Drill, Maybe, Drill

This LA Times editorial says,

…when many of Santa Barbara’s most determined anti-drilling activists teamed up to back a deal that would allow an oil company to drill under state waters off the city’s coast, it was a jaw-dropping moment.
Just as surprising, given the deal’s powerful backing, was its collapse Thursday, when the State Lands Commission rejected it on a 2-1 vote. The failure shows that, despite high oil prices that turned “Drill, baby, drill” into a Republican mantra last year, it remains phenomenally difficult to expand drilling in California...
Under the publicly disclosed terms of the deal, Plains Exploration & Production Co., which owns a platform in federal waters just beyond the three-mile limit controlled by the state, would have drilled several wells from the platform into oil reserves on state property. In return, it would have closed that platform, three others it operates off Santa Barbara and two onshore processing facilities by 2022 and donated 4,000 acres of land for preservation. Over the life of the project, the state would have collected up to $5 billion in tax revenues.
Bizarrely, the company and the environmental groups that were parties to the bargain kept the rest of its terms confidential. It is not unheard of for environmentalists to sell out the public interest for political or financial reasons, and no elected official should ever approve a secret deal that affects public resources. The company finally announced that it would disclose the full agreement during Thursday’s Lands Commission hearing, but that was months too late.

To this Santa Barbarian, who loves views of the sea, the oil platforms have their charms. They protrude from the planar Pacific like little square islands with christmas lights. And, as infrastructural studies, they’re rather interesting. It turns out that they’re also welcome offshore habitats, as are scuttled or wrecked metal boats.

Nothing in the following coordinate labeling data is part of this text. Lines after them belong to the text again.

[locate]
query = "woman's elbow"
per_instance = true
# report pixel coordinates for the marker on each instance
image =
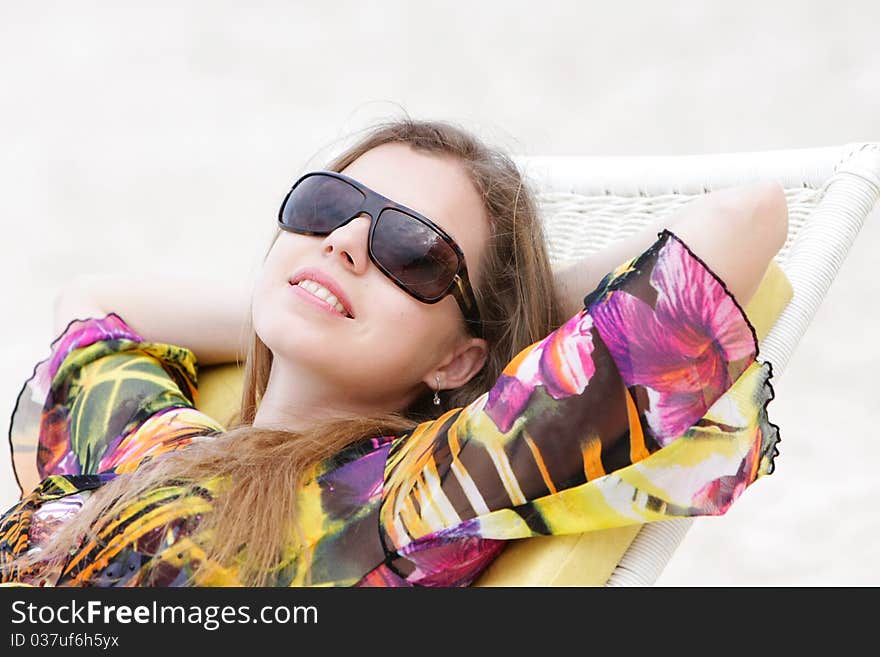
(770, 216)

Which are worse — oil platforms, or the hills of Los Angeles prickling with pump jacks? Pick your poison. Both bargains are Faustian.

The environmental damage risked, much less caused, by offshore drilling, is not a large part of the whole. Lost in most arguments about drilling in Southern California is the fact that up to hundreds of barrels of crude seep into the ocean constantly there, most of it right by UCSB. It stains the water with long streaks of gray-blue oil, much of it spreading from methane — natural gas — bubblings, some of which are trapped and captured by underwater contraptions. Also lost is the fact that offshore drilling on the West Coast contributes a trivial sum to U.S. energy independence.

Civilization is an open laboratory of trade-offs, with a time horizon that is never geological — and human only to the degree that it considers the wants of the living.

I think the best energy bargains are ones involving sun and wind. But there’s not enough of either to satisfy the energy appetites of a human population that has swelled to many billions. So we must continue to eat the Earth until its dead stuffings fail to sustain us.

After that? Who cares? We’ll all be dead by then too. Maybe some successor species will mine our cemeteries.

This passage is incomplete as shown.